Supervisors need to know how to stay on solid legal ground when dealing with private information on their employees. Privacy is an area that does not have one clear-cut set of standards from one major federal law, but various federal, state, and local laws do govern how employers treat employee information.
Why “Workplace Privacy—What Supervisors Need to Know” Matters:
An individual’s right to be free from unreasonable search and seizure is fundamental. It is guaranteed by the U.S. Constitution. According to the Supreme Court, the Constitution also provides for a right to privacy. And that right extends to employees in the workplace.
But both state and federal laws concerning privacy recognize that organizations have a legitimate right to control their workplace and that this can have an impact on employee privacy.
The laws and the courts protect employee privacy.
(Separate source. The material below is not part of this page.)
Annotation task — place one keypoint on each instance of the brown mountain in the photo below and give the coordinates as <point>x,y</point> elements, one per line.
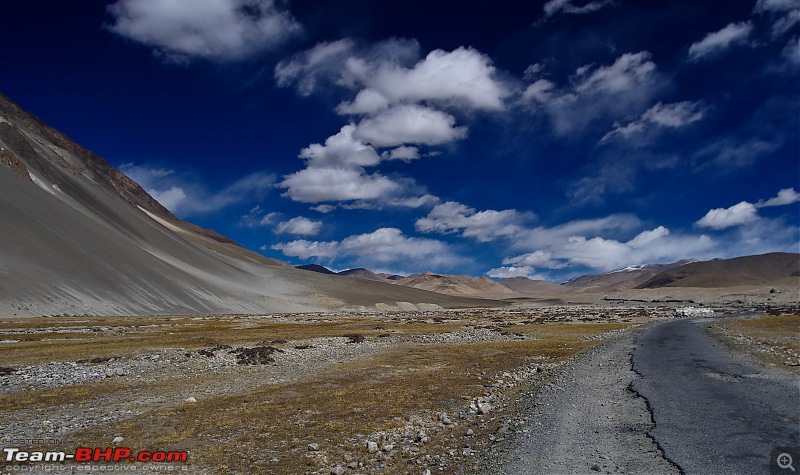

For example, courts will generally find an invasion of privacy in situations where an employee has a reasonable expectation of privacy. Courts have found, for instance, that employees have a high expectation of privacy in bathrooms and locker rooms. Video surveillance in such areas would be considered an invasion of privacy.
Customers also have privacy rights. It is our duty to protect information about customers and make sure that it is not released to unauthorized people.
- Employers have the right to control and protect the workplace for legitimate business reasons, such as preventing theft, protecting employee safety, and ensuring that business resources are being used appropriately.
- To achieve these goals, we may need to do such things as monitor employee activities, conduct workplace searches, make background checks on employees, and require drug and alcohol testing.
- These actions must always be balanced with employees’ right to privacy.